Expanding this by the binomial theorem (see p. 141), we get

${\displaystyle =x^{-2}\left[1-{\frac {2dx}{x}}+{\frac {2(2+1)}{1\times 2}}{\left({\frac {dx}{x}}\right)}^{2}-etc.\right]}$

${\displaystyle =x^{-2}-2x^{-3}\cdot dx+3x^{-4}(dx)^{2}-4x^{-5}(dx)^{3}+etc}$.

So, neglecting the small quantities of higher orders of smallness, we have:

${\displaystyle y+dy=x^{-2}-2x^{-3}\cdot dx}$.

Subtracting the original ${\displaystyle y=x^{-2}}$, we find

${\displaystyle dy\,\,=-2x^{-3}dx}$,

${\displaystyle {\frac {dy}{dx}}=-2x^{-3}}$.

And this is still in accordance with the rule inferred above.

Case of a fractional power.

Let ${\displaystyle y=x^{\tfrac {1}{2}}}$. Then, as before,

${\displaystyle y+dy=(x+dx)^{\tfrac {1}{2}}=x^{\tfrac {1}{2}}\left(1+{\frac {dx}{x}}\right)^{\tfrac {1}{2}}}$

${\displaystyle ={\sqrt {x}}+{\frac {1}{2}}{\frac {dx}{\sqrt {x}}}-{\frac {1}{8}}{\frac {(dx)^{2}}{x{\sqrt {x}}}}+}$ terms with higher powers of ${\displaystyle dx}$.

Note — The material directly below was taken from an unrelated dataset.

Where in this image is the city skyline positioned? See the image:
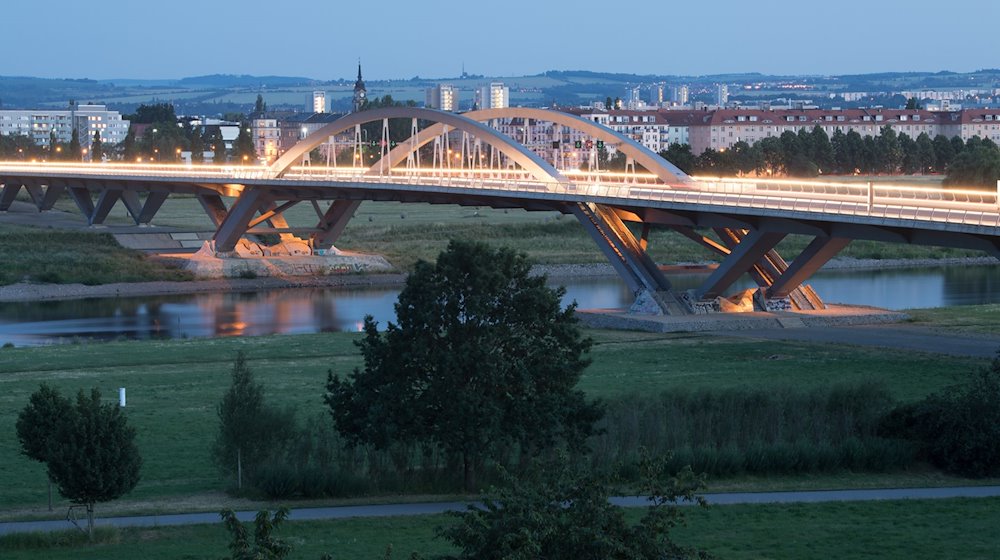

Subtracting the original ${\displaystyle y=x^{\tfrac {1}{2}}}$, and neglecting higher powers we have left:

⁠${\displaystyle dy={\frac {1}{2}}{\frac {dx}{\sqrt {x}}}={\frac {1}{2}}x^{-{\tfrac {1}{2}}}\cdot dx}$,

and ⁠${\displaystyle {\frac {dy}{dx}}={\frac {1}{2}}x^{-{\tfrac {1}{2}}}}$. Agreeing with the general rule.